1：Experimental Design and Method Selection:

The study involved phase solubility studies to evaluate drug solubility with different cyclodextrins, characterization of inclusion complexes using DSC, FT-IR, and 1H-NMR, and formulation of eye drops with various polymers. Methods included sonication for heating, freeze-drying for sample preparation, and analytical techniques like UHPLC for quantification.

2：Sample Selection and Data Sources:

Nepafenac was used as the drug model. Cyclodextrins (αCD, βCD, γCD, HPαCD, HPβCD, HPγCD) and polymers (PVP, PVA, CMC, HPMC, MC, tyloxapol) were selected based on previous studies. Data were sourced from experimental measurements.

3：List of Experimental Equipment and Materials:

Equipment included moisture analyser, sonicator, UHPLC system, FT-IR spectrometer, DSC instrument, 1H-NMR spectrometer, centrifuge, particle size analyser, viscometer, osmometer, and TEM. Materials included nepafenac, cyclodextrins, polymers, solvents, and chemicals of analytical grade.

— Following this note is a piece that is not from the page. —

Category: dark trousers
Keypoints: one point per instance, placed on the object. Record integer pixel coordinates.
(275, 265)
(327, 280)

4：Experimental Procedures and Operational Workflow:

Procedures involved moisture content measurement, chemical stability tests, phase solubility studies with sonication and shaking, complex preparation by freeze-drying, spectroscopic analyses, formulation of eye drops with specific compositions, and characterization of formulations for solubility, viscosity, osmolality, and particle size.

5：Data Analysis Methods:

Data were analyzed using software like Chromeleon for HPLC, with calculations for stability constants and complexation efficiency. Statistical analysis included mean and standard deviation from triplicate measurements.